А расставались мы очень тяжело. После всех этих ужасных сцен я вновь вернулась в отель, в нашу комнату, и чуть ли не до самых сумерек проторчала в ней, разглядывая стены и потолок и размышляя о своей судьбе.
В конце концов я заставила себя выйти на улицу и поплелась сквозь моросящий дождь на Бурбон-стрит, в бар Толстяка Чарли, туда, где мы с Джеффом слышали классный диксиленд. Зал там небольшой, и нельзя сказать, что чистый. На полу – опилки. Стулья и столы разномастные, словно их собирали по принципу: с миру по нитке, голому – рубашка. Но свои вещи оркестр исполняет громко и чисто. Здесь собраны блестящие исполнители.
Тут и произошло событие, круто изменившее мою жизнь.

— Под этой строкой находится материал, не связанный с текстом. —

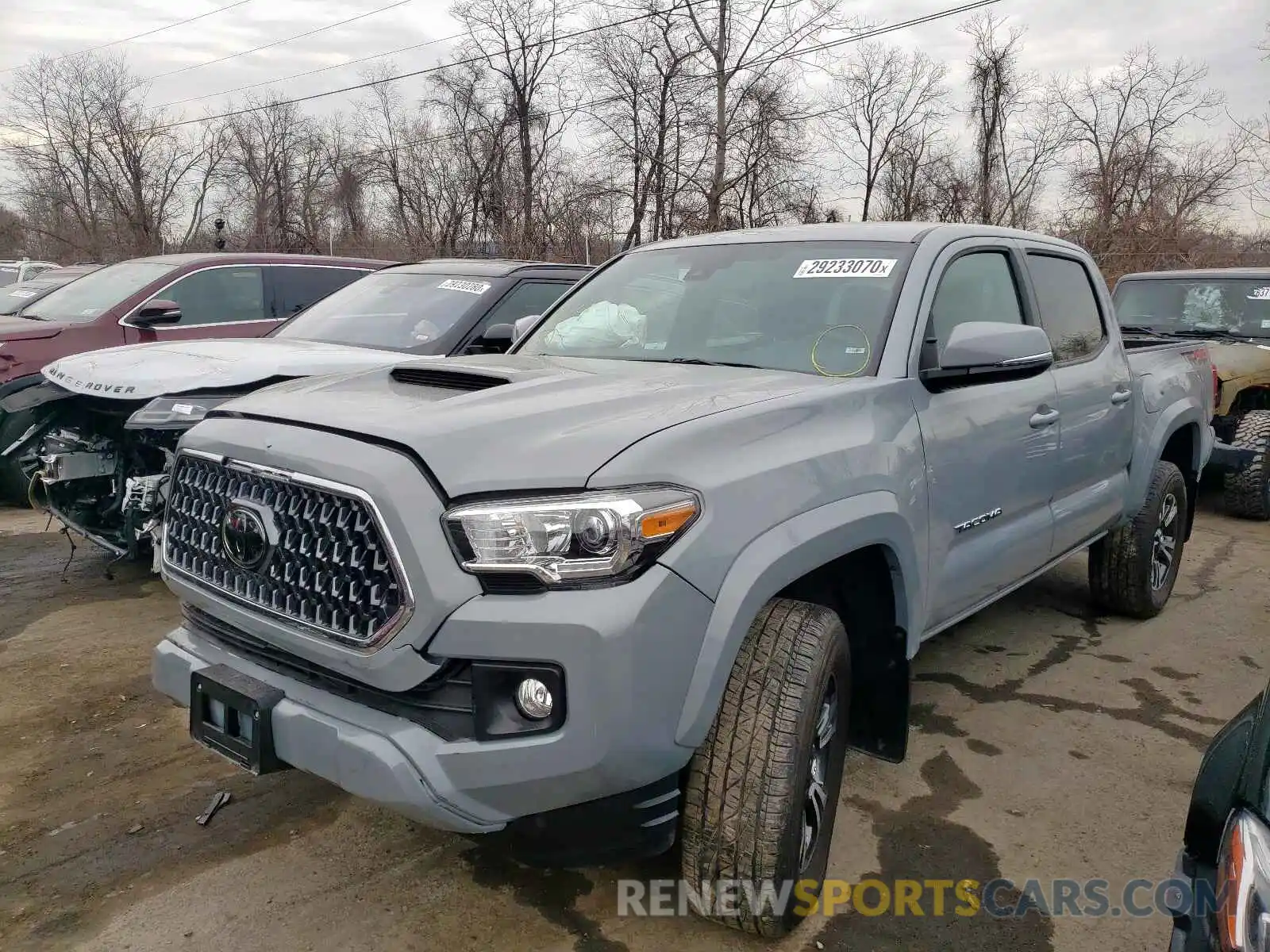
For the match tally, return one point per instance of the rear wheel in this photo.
(1248, 493)
(1133, 569)
(762, 790)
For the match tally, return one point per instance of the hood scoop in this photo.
(446, 380)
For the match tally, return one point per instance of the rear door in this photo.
(991, 447)
(290, 289)
(1095, 397)
(219, 301)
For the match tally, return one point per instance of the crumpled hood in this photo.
(550, 427)
(145, 371)
(27, 329)
(1240, 359)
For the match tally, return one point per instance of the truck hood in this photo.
(1238, 366)
(25, 329)
(146, 371)
(541, 423)
(1240, 359)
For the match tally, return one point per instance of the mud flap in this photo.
(878, 723)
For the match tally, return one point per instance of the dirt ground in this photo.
(1048, 743)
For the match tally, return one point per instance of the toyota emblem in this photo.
(247, 543)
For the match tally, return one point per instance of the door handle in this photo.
(1043, 418)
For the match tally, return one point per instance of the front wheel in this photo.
(1248, 493)
(762, 790)
(1133, 569)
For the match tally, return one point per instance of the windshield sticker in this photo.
(846, 268)
(470, 287)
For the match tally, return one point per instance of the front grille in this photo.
(444, 704)
(330, 570)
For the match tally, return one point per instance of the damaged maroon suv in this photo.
(165, 298)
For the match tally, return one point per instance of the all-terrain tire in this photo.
(1248, 493)
(749, 784)
(1122, 562)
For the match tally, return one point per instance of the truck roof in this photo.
(906, 232)
(487, 267)
(256, 258)
(1191, 273)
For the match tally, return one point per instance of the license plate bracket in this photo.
(233, 715)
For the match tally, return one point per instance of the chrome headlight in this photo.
(173, 413)
(1244, 885)
(607, 536)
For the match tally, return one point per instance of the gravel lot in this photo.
(1048, 743)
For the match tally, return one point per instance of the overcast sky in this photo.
(1062, 36)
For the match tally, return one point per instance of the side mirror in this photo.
(156, 313)
(525, 325)
(979, 352)
(495, 340)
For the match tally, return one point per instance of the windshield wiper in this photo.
(1143, 329)
(700, 362)
(1216, 333)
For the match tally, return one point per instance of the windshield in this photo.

После одной прекрасно исполненной диксилендом вещи я растрогалась, подозвала официанта, вручила ему десятку и попросила передать от меня коктейль «получше» Толстяку Чарли. Он играл на кларнете и руководил оркестром. Толстяк Чарли принял фужер и подсел за мой столик. Он сказал, что крайне удивлен, приятно удивлен тем, что поклонницей его музыки является женщина. И не просто женщина, а белая женщина! И не просто белая женщина, а гостья с орбиты! Когда я призналась негру, что и сама играю на кларнете, он изумился ещё больше и тотчас принес мне со сцены свой инструмент. Он вставил свежий мундштук и попросил меня «показать что-нибудь».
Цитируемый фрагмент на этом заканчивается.